Gene bazı husûsâtda yarını bilmemekle, büyük bir nimete ermişizdir. Başımıza ne gelecek, bunu bilmiyoruz. Allah bunu gizlemiş. Eğer insanlar ecellerinin ne gün olduğunu bilselerdi, umûmî olarak söylüyorum, burda bizim için müjde var, Muhammedîler için, sallallahu aleyhi vesellem, ölümlerinin gününü ve ânını bilselerdi ve bildikleri anda da insanlar ölseydi böyle, iki taşı birbirinin üzerine koymazlardı. Fakat Allah bir hırs vermiş insanoğluna, yapacağım diye uğraşır. Ve yapamadan gider yâhud yapar gider. Ve herkesin bir vazîfesi vardır kâinâtda, vazîfeyi bitirir ve ahrete yollanır.

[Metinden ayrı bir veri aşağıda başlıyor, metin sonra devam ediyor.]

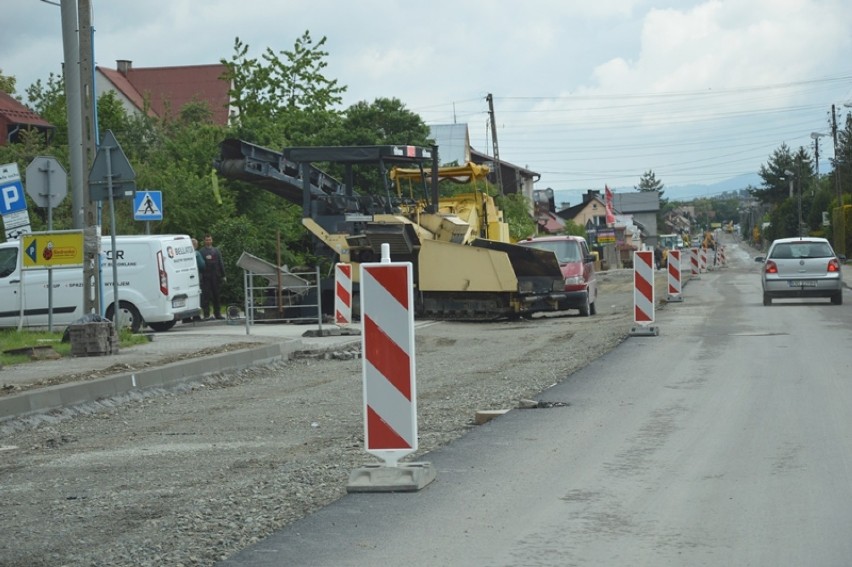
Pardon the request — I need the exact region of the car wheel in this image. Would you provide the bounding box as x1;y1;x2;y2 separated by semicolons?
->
579;293;592;317
148;321;177;333
106;300;142;333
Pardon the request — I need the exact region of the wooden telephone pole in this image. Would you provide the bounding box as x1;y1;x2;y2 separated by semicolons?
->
485;93;505;195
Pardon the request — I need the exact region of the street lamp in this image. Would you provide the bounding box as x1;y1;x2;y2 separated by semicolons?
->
784;169;802;237
811;132;828;179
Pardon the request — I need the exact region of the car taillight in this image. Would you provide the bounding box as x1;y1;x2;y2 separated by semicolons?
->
157;251;169;296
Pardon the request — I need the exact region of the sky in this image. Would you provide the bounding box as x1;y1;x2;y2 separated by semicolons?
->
0;0;852;204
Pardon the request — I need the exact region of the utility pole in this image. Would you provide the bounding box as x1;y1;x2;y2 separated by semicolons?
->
485;93;504;195
60;0;86;229
831;104;846;254
78;0;98;314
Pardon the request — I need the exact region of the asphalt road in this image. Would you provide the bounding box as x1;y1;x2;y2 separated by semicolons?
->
223;240;852;566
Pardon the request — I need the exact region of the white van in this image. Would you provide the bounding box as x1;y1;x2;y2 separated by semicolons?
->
0;235;201;332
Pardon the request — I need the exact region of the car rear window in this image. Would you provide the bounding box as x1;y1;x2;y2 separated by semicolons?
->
769;241;834;260
521;240;583;264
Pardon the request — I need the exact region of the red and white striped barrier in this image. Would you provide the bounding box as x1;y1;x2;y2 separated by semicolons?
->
361;251;417;467
334;263;352;325
346;243;436;492
630;251;658;336
666;250;683;303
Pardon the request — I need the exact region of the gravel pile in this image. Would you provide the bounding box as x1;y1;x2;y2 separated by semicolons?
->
0;271;644;567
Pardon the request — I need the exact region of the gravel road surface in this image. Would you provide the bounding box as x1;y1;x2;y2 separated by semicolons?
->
0;270;652;567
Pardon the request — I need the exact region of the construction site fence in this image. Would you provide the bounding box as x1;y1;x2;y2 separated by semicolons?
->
238;267;322;334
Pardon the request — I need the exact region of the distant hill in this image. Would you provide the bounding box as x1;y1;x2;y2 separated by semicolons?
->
553;173;763;209
664;173;763;201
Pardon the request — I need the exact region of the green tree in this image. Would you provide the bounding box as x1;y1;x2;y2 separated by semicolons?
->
633;169;663;197
221;31;346;147
494;193;536;242
338;98;429;146
0;69;18;96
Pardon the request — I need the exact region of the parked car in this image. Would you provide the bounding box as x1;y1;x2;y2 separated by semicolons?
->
754;237;846;305
518;235;598;317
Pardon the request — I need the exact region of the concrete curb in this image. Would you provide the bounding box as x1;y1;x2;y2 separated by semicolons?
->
0;340;303;422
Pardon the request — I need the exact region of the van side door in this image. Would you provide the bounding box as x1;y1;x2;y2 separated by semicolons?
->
0;246;21;327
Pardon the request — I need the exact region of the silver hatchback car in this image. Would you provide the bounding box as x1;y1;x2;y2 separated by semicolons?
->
754;236;846;305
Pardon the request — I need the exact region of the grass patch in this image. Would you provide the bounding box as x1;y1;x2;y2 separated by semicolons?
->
0;328;149;366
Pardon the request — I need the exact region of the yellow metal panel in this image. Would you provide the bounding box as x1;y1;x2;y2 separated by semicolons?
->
21;230;83;270
418;240;518;292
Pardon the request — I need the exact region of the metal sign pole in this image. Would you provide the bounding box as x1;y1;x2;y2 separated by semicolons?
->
106;146;120;334
45;170;53;333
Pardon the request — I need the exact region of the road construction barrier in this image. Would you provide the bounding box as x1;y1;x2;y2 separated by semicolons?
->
346;243;436;492
630;251;659;336
689;248;701;278
361;246;417;466
334;263;352;325
666;250;683;303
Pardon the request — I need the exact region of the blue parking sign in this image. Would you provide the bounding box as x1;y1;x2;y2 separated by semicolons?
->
0;181;27;215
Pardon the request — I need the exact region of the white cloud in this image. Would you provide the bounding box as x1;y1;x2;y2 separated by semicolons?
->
0;0;852;195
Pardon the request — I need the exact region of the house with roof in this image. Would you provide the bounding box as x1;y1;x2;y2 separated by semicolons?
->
556;190;606;233
95;59;236;125
612;191;660;247
429;124;541;206
0;91;56;146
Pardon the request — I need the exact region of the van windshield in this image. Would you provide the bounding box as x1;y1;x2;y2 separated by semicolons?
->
0;248;18;279
527;240;583;264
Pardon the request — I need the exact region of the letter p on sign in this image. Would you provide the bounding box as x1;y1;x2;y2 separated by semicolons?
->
0;181;27;215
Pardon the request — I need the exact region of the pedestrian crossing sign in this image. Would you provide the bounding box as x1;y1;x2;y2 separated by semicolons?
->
133;190;163;220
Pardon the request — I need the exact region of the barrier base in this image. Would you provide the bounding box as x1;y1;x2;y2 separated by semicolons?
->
346;462;436;492
630;326;660;337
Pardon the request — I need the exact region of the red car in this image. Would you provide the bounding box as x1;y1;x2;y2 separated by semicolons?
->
518;235;598;317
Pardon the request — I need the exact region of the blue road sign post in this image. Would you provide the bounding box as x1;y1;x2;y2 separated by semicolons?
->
0;163;27;219
133;189;163;221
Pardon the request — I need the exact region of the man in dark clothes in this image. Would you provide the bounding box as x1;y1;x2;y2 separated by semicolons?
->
201;234;225;319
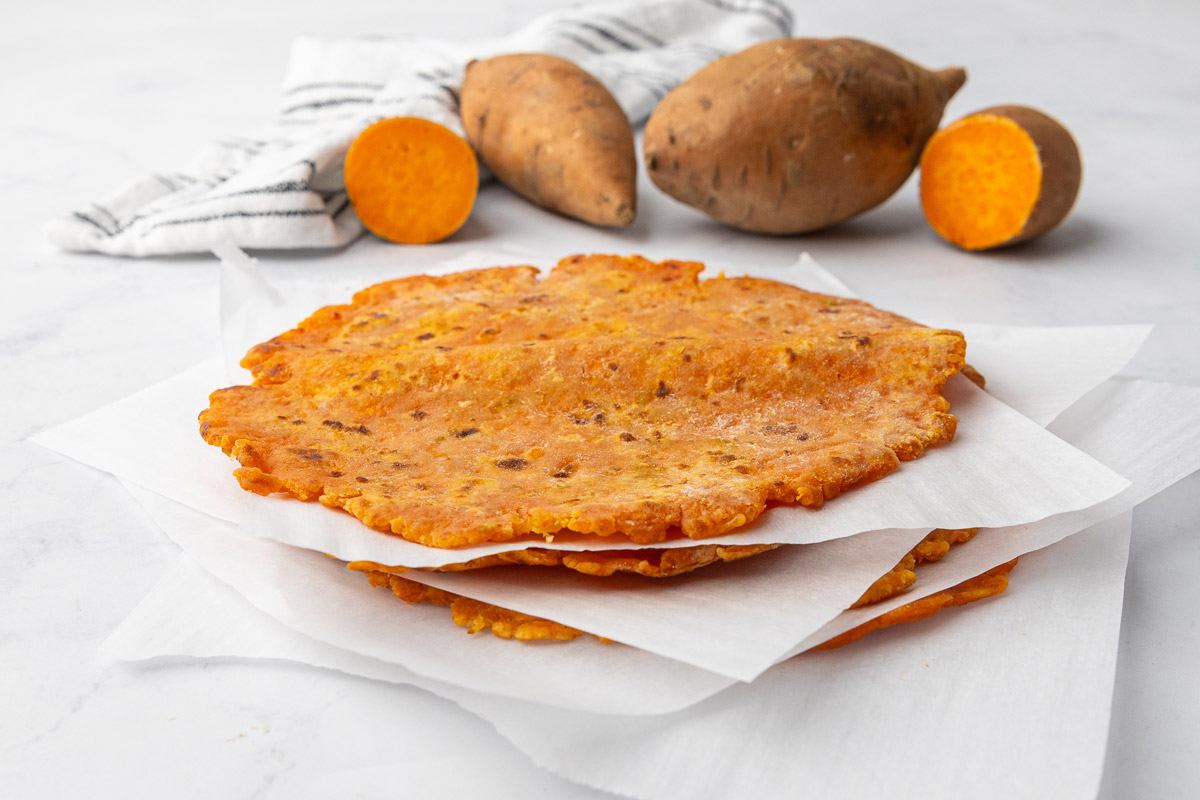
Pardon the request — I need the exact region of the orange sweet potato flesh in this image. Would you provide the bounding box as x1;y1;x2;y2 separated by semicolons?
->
920;106;1082;251
344;116;479;245
461;53;637;227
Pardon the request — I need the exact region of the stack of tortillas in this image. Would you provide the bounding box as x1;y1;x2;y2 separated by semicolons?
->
200;255;1010;644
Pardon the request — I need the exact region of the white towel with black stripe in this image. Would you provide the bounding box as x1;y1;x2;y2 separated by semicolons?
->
47;0;792;257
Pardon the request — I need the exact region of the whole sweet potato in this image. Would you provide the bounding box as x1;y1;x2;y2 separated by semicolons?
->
644;38;966;234
461;53;637;225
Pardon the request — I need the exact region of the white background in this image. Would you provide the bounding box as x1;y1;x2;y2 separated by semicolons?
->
0;0;1200;798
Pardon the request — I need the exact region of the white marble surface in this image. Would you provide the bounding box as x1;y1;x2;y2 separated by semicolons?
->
0;0;1200;798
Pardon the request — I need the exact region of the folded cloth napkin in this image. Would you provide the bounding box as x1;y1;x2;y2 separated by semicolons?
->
47;0;792;255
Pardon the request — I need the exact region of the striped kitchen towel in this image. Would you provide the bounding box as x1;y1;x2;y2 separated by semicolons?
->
47;0;792;255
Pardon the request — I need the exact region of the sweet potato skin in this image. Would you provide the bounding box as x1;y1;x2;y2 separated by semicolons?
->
461;53;637;227
643;38;966;234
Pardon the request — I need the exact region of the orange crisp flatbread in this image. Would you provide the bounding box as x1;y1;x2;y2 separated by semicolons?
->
358;528;1016;650
347;545;780;578
200;257;965;547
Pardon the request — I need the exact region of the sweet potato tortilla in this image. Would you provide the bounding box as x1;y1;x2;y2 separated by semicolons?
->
200;255;965;547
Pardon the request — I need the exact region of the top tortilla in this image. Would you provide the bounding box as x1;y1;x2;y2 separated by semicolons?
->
200;255;965;547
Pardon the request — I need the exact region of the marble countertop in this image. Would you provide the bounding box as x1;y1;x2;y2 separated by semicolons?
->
0;0;1200;798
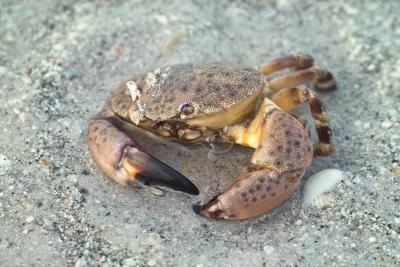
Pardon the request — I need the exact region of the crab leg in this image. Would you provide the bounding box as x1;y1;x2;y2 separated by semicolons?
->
267;66;336;92
198;99;313;219
88;109;199;195
272;86;334;156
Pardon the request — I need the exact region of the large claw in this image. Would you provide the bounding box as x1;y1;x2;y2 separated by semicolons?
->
121;147;199;195
88;118;199;195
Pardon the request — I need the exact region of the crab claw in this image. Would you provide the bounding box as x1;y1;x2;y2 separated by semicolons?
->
121;146;199;195
88;117;199;195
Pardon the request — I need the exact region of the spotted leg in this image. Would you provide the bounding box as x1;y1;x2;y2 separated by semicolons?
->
88;108;199;194
256;53;336;92
194;99;313;219
272;86;334;156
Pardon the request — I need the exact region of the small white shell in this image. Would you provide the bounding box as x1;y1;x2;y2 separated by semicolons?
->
303;169;344;207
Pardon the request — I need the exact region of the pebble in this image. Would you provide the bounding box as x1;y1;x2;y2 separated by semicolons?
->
75;257;88;267
150;186;164;197
303;169;343;207
122;258;138;267
26;216;35;223
147;259;157;267
263;245;275;255
394;166;400;176
381;120;393;129
0;154;12;167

Bir ahbâbım vardı. Bir misâl olarak bunu söylüyorum. Bazı canlı hâdisât bize büyük ibretler verir, görenler için, anlayanlar için. Derdi ki, o vakitler hac yolu daha kapalıydı, bana derdi ki, "Hâfız Efendi, hac yolu açılsın inşâallah seninle berâber haccedeceğiz" filan derdi. "İnşâallah" derdim. Ve zamanlar geldi, hac yolu açıldı. Dedim ki, Allah rahmet eylesin, ismi Hüsâmeddin Bey'di, "Hüsâmeddin Bey, hac yolu açıldı, haydi bakalım hazırlan şimdi, bavullarımızı hazırlayalım". Dedi ki, "Apartmana başlatdım, şunu bitireyim, inşâallah bir daha seneye" dedi. "Peki" dedim, ben gitdim geldim, bir daha seneye o apartmanı bitirdi ama içine giremedi. Yani ahrete yollandı.

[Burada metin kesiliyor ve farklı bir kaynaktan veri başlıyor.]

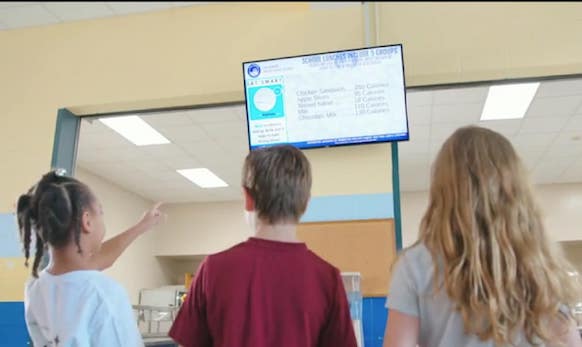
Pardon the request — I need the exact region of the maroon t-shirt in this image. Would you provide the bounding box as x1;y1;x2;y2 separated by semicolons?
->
169;238;357;347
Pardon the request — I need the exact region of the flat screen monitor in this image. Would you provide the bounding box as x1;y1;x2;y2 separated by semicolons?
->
243;44;409;150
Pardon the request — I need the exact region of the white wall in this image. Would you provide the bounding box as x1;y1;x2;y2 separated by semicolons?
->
401;184;582;247
155;201;252;256
75;168;167;304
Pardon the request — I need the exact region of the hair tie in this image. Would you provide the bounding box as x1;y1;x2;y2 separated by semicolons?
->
55;168;67;177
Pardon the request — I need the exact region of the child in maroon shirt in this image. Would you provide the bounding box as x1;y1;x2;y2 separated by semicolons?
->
169;146;357;347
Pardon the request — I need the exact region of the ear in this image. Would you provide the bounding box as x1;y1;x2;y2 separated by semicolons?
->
81;210;93;233
243;187;255;212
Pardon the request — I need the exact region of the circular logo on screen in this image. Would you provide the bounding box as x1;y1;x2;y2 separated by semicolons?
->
253;88;277;112
247;64;261;78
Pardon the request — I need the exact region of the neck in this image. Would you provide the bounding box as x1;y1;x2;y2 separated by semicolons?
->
47;246;92;275
255;222;301;243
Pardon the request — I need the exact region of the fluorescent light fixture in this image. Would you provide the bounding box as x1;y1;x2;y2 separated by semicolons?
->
99;116;170;146
481;82;540;120
176;168;228;188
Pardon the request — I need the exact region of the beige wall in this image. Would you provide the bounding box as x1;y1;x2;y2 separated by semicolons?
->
378;1;582;85
401;183;582;247
0;3;582;212
75;168;167;304
0;3;582;300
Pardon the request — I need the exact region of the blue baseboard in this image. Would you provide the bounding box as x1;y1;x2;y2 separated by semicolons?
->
0;298;388;347
362;298;388;347
0;301;30;347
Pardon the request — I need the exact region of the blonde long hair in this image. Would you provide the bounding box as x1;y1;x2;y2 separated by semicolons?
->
419;126;578;345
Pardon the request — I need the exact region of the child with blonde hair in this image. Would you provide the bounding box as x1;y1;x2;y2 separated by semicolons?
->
384;126;582;347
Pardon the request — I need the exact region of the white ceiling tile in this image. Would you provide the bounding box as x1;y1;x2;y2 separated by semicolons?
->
202;122;248;139
43;1;114;22
406;90;433;107
107;1;172;14
156;124;209;143
560;166;582;183
172;1;213;7
525;95;582;118
531;158;572;184
510;133;557;153
0;4;59;29
410;125;431;142
430;123;465;146
0;1;40;8
398;140;429;155
79;128;130;150
142;143;187;160
164;155;202;170
432;103;483;126
407;105;432;126
78;81;582;203
187;105;246;124
433;86;489;107
565;115;582;131
536;78;582;98
554;128;582;148
140;111;192;129
518;151;544;172
519;116;570;134
479;119;522;136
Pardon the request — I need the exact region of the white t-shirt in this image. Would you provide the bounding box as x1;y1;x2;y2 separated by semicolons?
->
386;243;567;347
24;270;144;347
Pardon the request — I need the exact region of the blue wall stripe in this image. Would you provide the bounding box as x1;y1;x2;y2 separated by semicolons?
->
301;193;394;222
0;301;29;347
392;142;402;251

Onun için Resûl-i Ekrem sallallahu aleyhi vesellem, "accilû bi's-salâti kable'l-fevt, accilû bi't-tevbeti kable'l-mevt" buyurmuşdur. Süratle zamanlar geçer. Namazın vakti geçmesin hemen namazını kıl, kazâya kalmasın. Tövbeye de hemen acele et, ölüm yetişmesin. Ha bugün tövbe, ha yarın tövbe derken ansızın ölüm gelir. Ölümümüzü bilirsek eğer iki taşı üstüste koymayız. Halbuki mü'minler için ölüm bâbında vuslat-ı cemâl vardır, Allah'a kavuşma vardır, Resûlullah ile buluşma vardır, sâlihlerle cem olma vardır, "fî mak'adi sıdk"a erişmek vardır, mü'minler için. Onun için sen hiç korkmayacaksın, çünkü senin bir kanadın "Lâilâheillallah", bir kanadın "Muhammedü'r-Resûlullah".